- Stocks will likely fall further in anticipation of the Fed delivering another jumbo rate hike, analysts say.
- Investors priced in a more hawkish outlook for rate hikes after the strong September jobs report.
- The stock market “is simply going to be collateral damage” in the inflation fight, one analyst said.
Another hefty rate increase by the inflation-fighting Federal Reserve appears on the way and stocks will likely take further hits in anticipation of the move – but investors should set aside the notion the Fed is looking to steer equities away from sharp declines.
Investors after the September payrolls report were pricing in a more hawkish outlook for the Fed’s likely rate hike in November. The CME FedWatch tool showed an 82.3% probability of a 75-basis-point increase, up from 75.2% a day earlier and higher than 56.5% a week earlier.
“I think the Fed feels like they have the license to push ahead aggressively to combat inflation,” Jan Szilagyi, CEO and co-founder Toggle AI, an investment research firm, told Insider after Labor Department released its payrolls report on Friday. The US created 263,000 new jobs in September, beating the 250,000 average estimate. The unemployment rate fell to 3.5% from 3.7%.
US stocks tumbled after the jobs report. The Nasdaq Composite lost nearly 4% and the S&P 500 gave up nearly 3%.
“Today’s jobs report likely does not change the Fed’s calculus in its fight against inflation, which is still on track for another 75 bp rate hike in early November,” Jason Pride, chief investment officer of private wealth at Glenmede, wrote in a note.
The report could lead to new 2022 lows for stocks this month, Bank of America said Friday.
The US stock market is already submerged in a bear market, with the Nasdaq Composite off by roughly 32% this year and the S&P 500 down more than 20%. The Fed has been aggressive in raising interest rates to pull down inflation that’s sitting around a four-decade high and in turn that’s left equities in the red.
“On a variety of metrics, I think there’s definitely still downside particularly because I don’t think there’s any sense the Fed is trying to help the market. The Fed is focused on inflation, which is different from some other situations where you have an economic crisis or a financial crisis,” Szilagyi said in swatting away the idea of a so-called “Fed Put”.
A Fed Put refers to the belief among investors that policymakers at the US central bank will enact policies aimed at helping stocks if they drop sharply and quickly to worrying levels. The market saw Fed Puts in 1987, 2010, 2016, and 2018, according to the Corporate Finance Institute.

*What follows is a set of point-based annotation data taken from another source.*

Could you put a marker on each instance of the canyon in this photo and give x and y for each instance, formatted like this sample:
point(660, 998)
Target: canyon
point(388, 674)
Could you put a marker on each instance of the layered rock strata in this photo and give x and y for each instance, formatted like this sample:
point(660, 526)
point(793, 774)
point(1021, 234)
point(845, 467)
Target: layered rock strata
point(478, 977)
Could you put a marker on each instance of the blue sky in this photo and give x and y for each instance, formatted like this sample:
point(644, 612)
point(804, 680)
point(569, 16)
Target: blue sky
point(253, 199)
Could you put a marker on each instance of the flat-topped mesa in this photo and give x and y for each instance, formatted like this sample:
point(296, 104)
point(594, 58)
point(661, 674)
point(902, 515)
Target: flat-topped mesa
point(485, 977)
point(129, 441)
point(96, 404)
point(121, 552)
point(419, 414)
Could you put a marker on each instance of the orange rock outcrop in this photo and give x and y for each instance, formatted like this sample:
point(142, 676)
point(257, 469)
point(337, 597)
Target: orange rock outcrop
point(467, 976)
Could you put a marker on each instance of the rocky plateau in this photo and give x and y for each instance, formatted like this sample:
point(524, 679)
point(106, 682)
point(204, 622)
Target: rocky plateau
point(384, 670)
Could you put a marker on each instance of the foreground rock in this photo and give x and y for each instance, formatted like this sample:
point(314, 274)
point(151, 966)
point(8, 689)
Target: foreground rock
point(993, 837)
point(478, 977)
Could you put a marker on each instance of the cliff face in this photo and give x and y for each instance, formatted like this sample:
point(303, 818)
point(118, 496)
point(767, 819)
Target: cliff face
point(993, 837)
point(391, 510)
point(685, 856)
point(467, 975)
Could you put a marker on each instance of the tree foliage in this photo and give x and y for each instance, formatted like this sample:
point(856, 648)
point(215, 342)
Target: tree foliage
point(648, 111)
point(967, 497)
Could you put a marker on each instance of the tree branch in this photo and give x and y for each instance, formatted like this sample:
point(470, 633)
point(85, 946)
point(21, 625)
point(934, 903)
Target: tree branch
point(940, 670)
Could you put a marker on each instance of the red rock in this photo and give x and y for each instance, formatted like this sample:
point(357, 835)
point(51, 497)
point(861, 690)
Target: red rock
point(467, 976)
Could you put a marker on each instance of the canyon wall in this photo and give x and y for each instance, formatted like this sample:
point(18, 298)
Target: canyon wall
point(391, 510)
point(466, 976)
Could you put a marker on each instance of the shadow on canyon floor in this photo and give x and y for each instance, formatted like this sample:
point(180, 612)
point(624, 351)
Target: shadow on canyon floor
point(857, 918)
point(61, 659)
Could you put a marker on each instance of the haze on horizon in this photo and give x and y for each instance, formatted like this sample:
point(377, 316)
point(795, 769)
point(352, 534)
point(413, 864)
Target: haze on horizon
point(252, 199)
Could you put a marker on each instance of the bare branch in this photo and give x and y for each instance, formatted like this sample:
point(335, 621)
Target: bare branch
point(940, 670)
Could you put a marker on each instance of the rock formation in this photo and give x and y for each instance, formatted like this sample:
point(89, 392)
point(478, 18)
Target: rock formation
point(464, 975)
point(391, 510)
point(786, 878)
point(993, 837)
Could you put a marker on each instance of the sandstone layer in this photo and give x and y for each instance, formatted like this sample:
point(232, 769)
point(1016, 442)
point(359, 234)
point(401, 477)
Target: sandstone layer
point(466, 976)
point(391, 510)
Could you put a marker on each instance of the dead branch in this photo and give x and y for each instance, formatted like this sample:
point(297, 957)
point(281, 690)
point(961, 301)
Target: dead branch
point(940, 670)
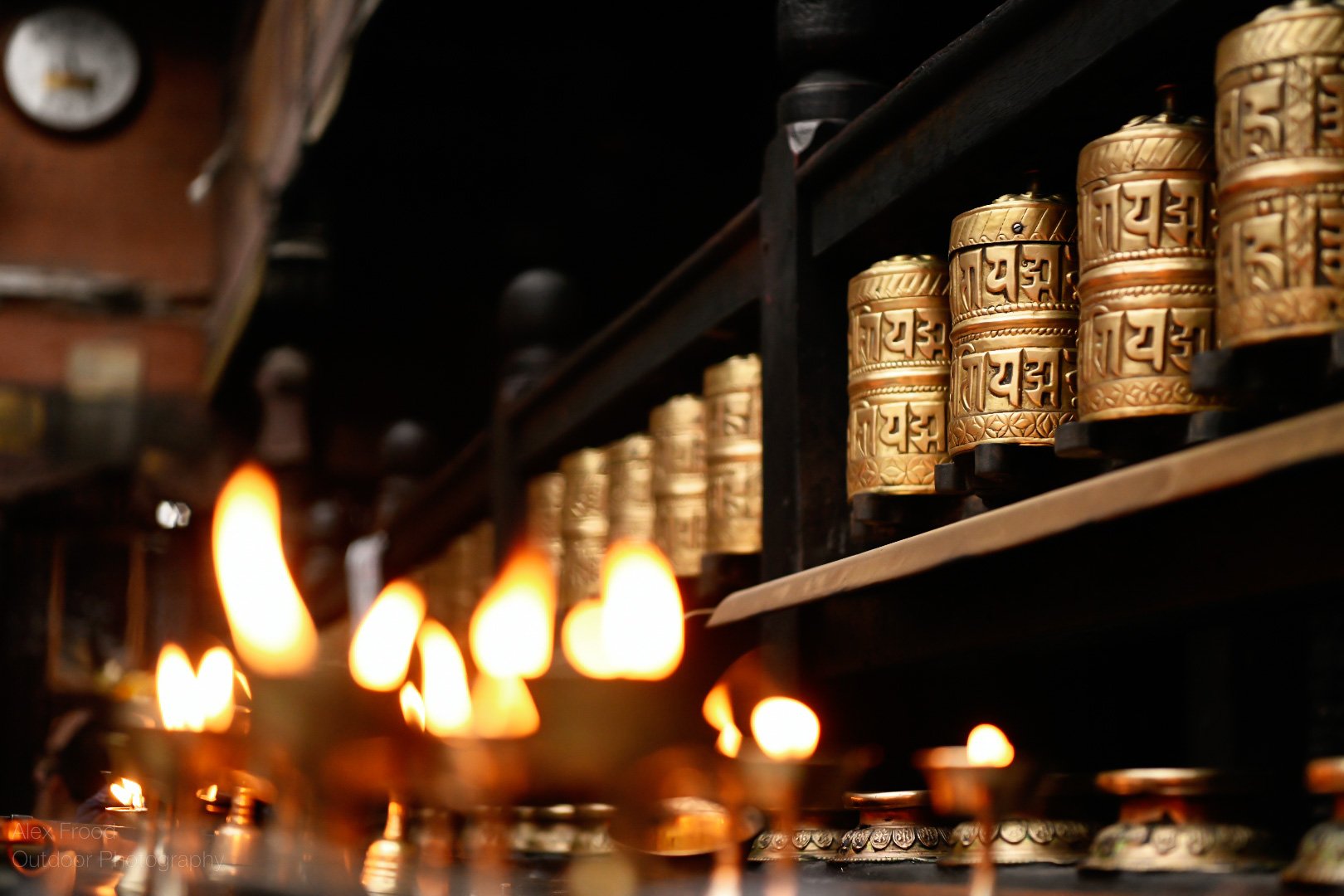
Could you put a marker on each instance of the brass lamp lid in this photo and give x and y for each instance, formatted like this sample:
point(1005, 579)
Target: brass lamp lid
point(1303, 27)
point(562, 811)
point(889, 800)
point(1166, 782)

Szilagyi said “garden variety” bear markets running back to the 1929 crash on Wall Street have lasted between 10-12 months and have taken stocks down about 33%. The S&P 500 in the current downturn is off by about 24% year to date.
“I do not think [Fed policy makers] are thinking that the market has come down so dramatically that they now suddenly need to pivot,” he said. “Back in 2018, when the market reacted very poorly to the prospect of potentially tightening, they did actually take the market into account. But that was when inflation was not a problem. I think now you’re in exactly the reverse situation where inflation is suddenly a problem and the market is simply going to be collateral damage.”

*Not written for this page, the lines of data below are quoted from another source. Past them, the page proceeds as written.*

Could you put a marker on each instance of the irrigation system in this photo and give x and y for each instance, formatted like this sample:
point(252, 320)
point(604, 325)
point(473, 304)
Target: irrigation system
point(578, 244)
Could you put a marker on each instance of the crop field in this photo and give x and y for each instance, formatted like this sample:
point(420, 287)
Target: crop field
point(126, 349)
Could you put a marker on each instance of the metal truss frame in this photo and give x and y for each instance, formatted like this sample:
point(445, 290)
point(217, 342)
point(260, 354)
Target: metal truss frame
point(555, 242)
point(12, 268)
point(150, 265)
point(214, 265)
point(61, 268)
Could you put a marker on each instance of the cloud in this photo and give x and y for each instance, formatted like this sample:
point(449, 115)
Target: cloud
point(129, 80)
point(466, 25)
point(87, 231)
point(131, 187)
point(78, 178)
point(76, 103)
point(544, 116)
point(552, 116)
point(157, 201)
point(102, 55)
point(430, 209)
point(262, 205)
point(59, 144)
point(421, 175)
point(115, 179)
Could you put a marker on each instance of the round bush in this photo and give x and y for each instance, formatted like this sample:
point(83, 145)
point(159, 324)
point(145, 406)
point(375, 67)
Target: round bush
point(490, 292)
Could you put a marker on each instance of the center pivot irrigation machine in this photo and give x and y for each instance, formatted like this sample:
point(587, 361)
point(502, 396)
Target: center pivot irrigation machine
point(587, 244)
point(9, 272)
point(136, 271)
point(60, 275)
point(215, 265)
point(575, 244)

Szilagyi also said stocks appeared to have dropped Friday as investors erased the notion that signs of potential stress in financial systems would lead the Fed to dial back on rate moves, including concerns about the health of Swiss lender Credit Suisse and the Bank of England’s emergency £ 65 trillion bond-market intervention.
“That glimmer of hope there might be a little bit of a pivot – not anything near resembling an actual easing of monetary policy – is being priced out. We’re retesting the June lows, which, ultimately, is something that we probably need to do anyway if there’s ever hope of reaching a major low in the market.”
The September inflation report is due on Thursday to update the August headline reading that came in at 8.3%. The Fed is expected to raise rates for the sixth time at its November 1-2 meeting to push the fed funds rate from the current range of 3% to 3.25%. The Fed has kicked up the benchmark rate by 75 basis points at its past three meetings.